パトリシア・コーンウェル女史のファンなら、ピンと来たことでしょう。
彼女のヒット作、女性検屍官の活躍を描くスカーペッタシリーズにこの題名がありますね。
ですが、私が手にしたこの本、小説ではなく、ノンフィクションです。
とはいえ、猟奇殺人に現場に潜入したレポートではありません。
法医学の分野で、斬新な技法により死亡推定時刻や死因、骨から導き出されるモノ言わぬ死体が語りかける情報(男なのか女なのか?身長は?人種は?年齢は?といったこと。イタコじゃないよ)により、真実を導き出す手助けをするお医学者さんのお話です。

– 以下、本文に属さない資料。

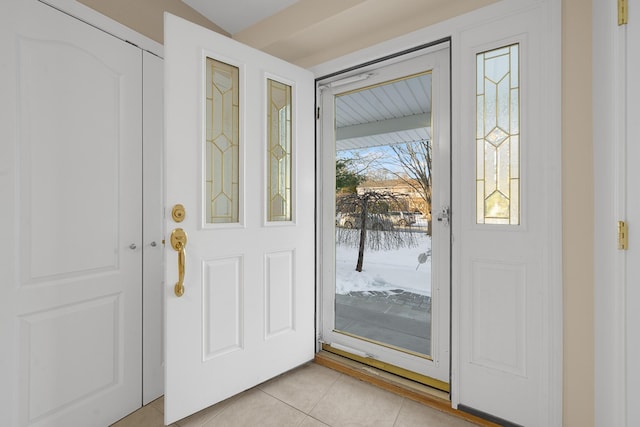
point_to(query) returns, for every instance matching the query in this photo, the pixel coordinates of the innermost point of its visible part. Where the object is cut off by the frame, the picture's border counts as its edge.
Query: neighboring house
(404, 188)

なんと、売れっ子作家のコーンウェルさんは、実はこの本の作者でアメリカ屈指の法人類学者ビル・バス氏のお弟子さんの弟子に当たるそうであります。
そこで学んだ様々な知識が、検屍官のシリーズに結実したのでしょう。
法人類学って??と思った方。なにも恥ずかしいことではありません。
日本では、全くもって聞きなれない学問分野。当然、私も知りませんでした。
もともとは、発掘された古い人骨と現代人の人骨と比較して、体格差や習慣の違いなどを考察する学問だったそうですが、それを遺棄された死体の捜査に応用したのが法人類学なんだそうです。
つまり、腐乱死体や白骨死体などを、警察の要請で調査する学者さんですな。
バス氏は、大西洋を飛行機で横断したリンドバーグ氏の幼い息子さんが誘拐された事件で、その息子さんの遺体を検屍したDr.グロクマンに師事して法人類学の基礎を学び、テネシー州周辺では並ぶものの無い法人類学者になるのですが、手ひどい失敗を犯してしまいます。
防腐処理された南北戦争時代の士官さんの死体(実に113年前の死体)を数ヶ月前の死体と誤った判断を下してしまうのです。
実は、埋葬品を狙った墓泥棒の仕業なのですが、南軍士官が棺桶から引きずり出され、掘られた穴に横たわっていたのですから、新しい死体だと思い込んでしまったしまったのですね。
世間の笑いものになってしまうのですが、そこは科学者。腐敗のプロセスを示す資料がないなぁ・・・と思い立つのでした。転んでもただでは起きないタフさ。私、この人、好き。
そして、大学に掛け合って、死体の腐敗進行の実験を行わせる作業場を作ってしまいます。
これが、この本の題名にもなっている『死体農場』です。
この実験場、ありとあらゆる死体の変質に関する実験が行われます。
どの地点から、人間は強力な腐敗臭を感じ取るのか?
人間は、どの部分から腐敗進行するのか?
焼死した人は、なぜ頭が破裂するのか?
ハエはいつ来て、いつ卵を産み、また成虫になるのか?
一見、死者を冒涜しているかのように見えるこの実験によって、闇の中に潜んでいた凶悪な殺人者が何人、日の下に引きずり出されたことでしょう。近年、注目されている、死体に群がる昆虫のライフサイクルを測定することによって、殺人が行われた季節、時間までが類推できるようになったのは、彼らの功績であります。
死者に対する考え方が、日本ではアメリカと違うので、このような実験施設を作るのは難しいでしょうが、彼らの実験結果が日本での犯罪捜査に応用されているのでした。
「私は、故人を生き返らせる事は出来ない。しかし、真実を明らかにすることは出来る。そうすることによって遺族は故人を悼むことが出来、再び歩き出せうだろう。真実は科学が人に与えることの出来るささやかな贈り物なのです。」
これは、取材に答えたビル氏の言葉です。
私生活では、愛妻を2度もがんで失う不幸に見舞われながらも、無念の死を遂げた死体に耳を傾け続けたビル氏のブレない軸なのでしょう。
ミステリ・ファンの方、お勧めです。